Signal App Clone Used by Trump Officials Was Hacked in Under 30 Minutes
The security of U.S. government officials' communications has come under the spotlight again after a modified Signal app used to archive data from third-party messaging apps was hacked in less than 30 minutes. The app in question is a cloned version of Signal made by an Israeli company called TeleMessage, which claims to modify encrypted messaging applications so their messages can be archived securely.
TeleMessage hit the headlines Friday when a Reuters journalist took a photo of former U.S. National Security Adviser Mike Waltz's smartphone during a cabinet meeting. The photo revealed Waltz was using an unofficial version of Signal, apparently to message other White House officials. The photo showed the screen of Waltz's smartphone and clearly revealed message threads labeled "JD Vance," "Rubio" and "Gabbard."
The app looks much like the encrypted messaging platform Signal, which has been approved for government use, but it was later revealed to be a “fork” that makes adjustments to its code so it can archive messages. TeleMessage markets itself to government agencies and businesses, claiming that it offers them a simple way to archive messages from encrypted platforms such as Signal and WhatsApp.
U.S. government officials are required to preserve their communications to comply with data retention laws. However, those laws create a challenge, because officials also have to adhere to stringent security protocols. They’re essentially required to communicate within a private “intranet” that’s closed off from the rest of the digital world to minimize the risk of security breaches.
TeleMessage says it works by making clones of the official apps. In a video posted on YouTube, it says it can keep Signal's end-to-end encryption and other security measures fully intact. Normally, when using Signal, the encryption ensures that only the sender and intended recipient of a messaging can read its contents.

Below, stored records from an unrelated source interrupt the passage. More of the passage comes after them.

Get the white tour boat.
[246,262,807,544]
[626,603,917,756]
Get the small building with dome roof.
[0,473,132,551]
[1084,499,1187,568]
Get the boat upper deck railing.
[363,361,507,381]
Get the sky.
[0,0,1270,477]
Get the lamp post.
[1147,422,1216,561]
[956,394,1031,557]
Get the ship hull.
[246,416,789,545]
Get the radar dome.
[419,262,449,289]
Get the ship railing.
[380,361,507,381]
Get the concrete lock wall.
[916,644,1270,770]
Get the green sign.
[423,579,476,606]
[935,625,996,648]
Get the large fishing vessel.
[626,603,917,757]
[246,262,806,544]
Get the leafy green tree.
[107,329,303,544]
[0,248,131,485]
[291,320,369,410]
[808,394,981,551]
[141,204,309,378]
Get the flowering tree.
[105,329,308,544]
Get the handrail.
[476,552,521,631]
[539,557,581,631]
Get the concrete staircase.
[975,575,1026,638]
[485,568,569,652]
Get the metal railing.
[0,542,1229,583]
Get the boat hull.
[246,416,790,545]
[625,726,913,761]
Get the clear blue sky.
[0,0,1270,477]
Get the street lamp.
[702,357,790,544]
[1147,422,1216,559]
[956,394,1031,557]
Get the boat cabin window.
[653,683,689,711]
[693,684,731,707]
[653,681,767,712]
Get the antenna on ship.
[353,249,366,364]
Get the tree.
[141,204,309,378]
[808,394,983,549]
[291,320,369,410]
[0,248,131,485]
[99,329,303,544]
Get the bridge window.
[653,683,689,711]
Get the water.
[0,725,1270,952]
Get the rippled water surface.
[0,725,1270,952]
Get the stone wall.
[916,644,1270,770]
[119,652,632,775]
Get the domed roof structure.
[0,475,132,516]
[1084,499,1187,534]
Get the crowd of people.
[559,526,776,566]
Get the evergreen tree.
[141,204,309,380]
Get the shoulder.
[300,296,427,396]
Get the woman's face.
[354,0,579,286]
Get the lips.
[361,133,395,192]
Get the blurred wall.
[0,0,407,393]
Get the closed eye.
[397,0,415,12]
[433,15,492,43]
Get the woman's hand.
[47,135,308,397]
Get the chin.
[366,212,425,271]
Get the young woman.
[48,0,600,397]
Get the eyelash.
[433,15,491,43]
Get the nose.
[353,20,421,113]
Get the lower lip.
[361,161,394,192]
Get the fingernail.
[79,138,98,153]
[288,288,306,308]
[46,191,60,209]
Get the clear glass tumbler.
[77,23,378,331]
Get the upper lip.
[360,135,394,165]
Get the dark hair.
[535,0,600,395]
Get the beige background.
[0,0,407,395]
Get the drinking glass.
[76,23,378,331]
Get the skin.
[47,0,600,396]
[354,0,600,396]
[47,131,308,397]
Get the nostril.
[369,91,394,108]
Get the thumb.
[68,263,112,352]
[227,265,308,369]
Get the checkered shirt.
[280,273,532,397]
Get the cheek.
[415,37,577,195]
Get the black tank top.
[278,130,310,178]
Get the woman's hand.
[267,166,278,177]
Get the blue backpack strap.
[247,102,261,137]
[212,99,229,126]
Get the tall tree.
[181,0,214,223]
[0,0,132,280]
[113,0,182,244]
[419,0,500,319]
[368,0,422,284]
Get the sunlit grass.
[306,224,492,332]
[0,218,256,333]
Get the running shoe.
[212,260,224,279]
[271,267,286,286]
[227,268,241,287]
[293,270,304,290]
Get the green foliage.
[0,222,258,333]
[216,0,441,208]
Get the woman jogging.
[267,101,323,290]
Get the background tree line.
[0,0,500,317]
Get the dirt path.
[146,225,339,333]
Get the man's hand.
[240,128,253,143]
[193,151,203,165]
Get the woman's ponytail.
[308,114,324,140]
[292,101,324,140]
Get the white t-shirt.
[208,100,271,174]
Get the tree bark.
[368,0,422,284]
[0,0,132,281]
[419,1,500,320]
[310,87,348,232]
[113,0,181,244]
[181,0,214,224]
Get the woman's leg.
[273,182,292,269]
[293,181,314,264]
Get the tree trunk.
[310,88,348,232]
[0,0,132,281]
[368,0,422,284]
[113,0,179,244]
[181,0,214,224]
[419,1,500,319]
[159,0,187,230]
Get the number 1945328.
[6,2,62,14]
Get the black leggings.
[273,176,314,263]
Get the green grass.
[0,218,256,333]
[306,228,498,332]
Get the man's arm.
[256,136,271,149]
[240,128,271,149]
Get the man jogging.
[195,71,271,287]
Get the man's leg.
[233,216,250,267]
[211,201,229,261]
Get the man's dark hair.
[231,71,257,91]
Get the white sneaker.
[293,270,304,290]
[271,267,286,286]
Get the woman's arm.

TeleMessage appears to get around this by adding a third party to conversations, so it can send those messages to a storage archive. “The only difference is the TeleMessage version captures all incoming and outgoing Signal messages for archiving purposes,” the company says in its video. But despite the company's claims, the hack shows that TeleMessage is unable to maintain the same level of security as Signal, which has been widely praised by cybersecurity experts.
The Breach
The breach was first reported by 404 Media, which said the hacker was able to make off a trove of data relating to the U.S. Customs and Border Protection agency, the cryptocurrency firm Coinbase Global Inc., and various other financial institutions that appear to be using the TeleMessage clone.
It also revealed snippets of a conversation among Democratic lawmakers discussing their opposition to a controversial new cryptocurrency bill:
The hacker did not identify any messages from White House cabinet officials, but the incident demonstrates that the archived chat logs stored by TeleMessage are not fully encrypted when sent from the cloned app to the end server where they’re archived.
The server in question is said to be hosted by Amazon Web Services Inc. 404 Media separately confirmed that TeleMessage uses AWS endpoints in Northern Virginia after reviewing the source code of the modified Signal app.
It also confirmed that the server is online by simply visiting its website, and that this lack of security has put sensitive information at risk.
The Consequences
This breach highlights the risks associated with using unofficial messaging apps, even if they claim to be secure. It also raises questions about the effectiveness of TeleMessage's security measures and how it plans to address these vulnerabilities.
Furthermore, this incident could have significant consequences for national security, as sensitive information was potentially compromised during the hack.
The Response
TeleMessage has not yet commented on the breach or its response to the hacking. However, in light of this incident, it is clear that more needs to be done to ensure the security of these types of apps and the data they contain.
Regulatory bodies and government agencies will likely need to take a closer look at TeleMessage's practices and provide guidance on how to improve their security measures. Additionally, users of Signal and other messaging apps should remain vigilant and monitor for any signs of suspicious activity.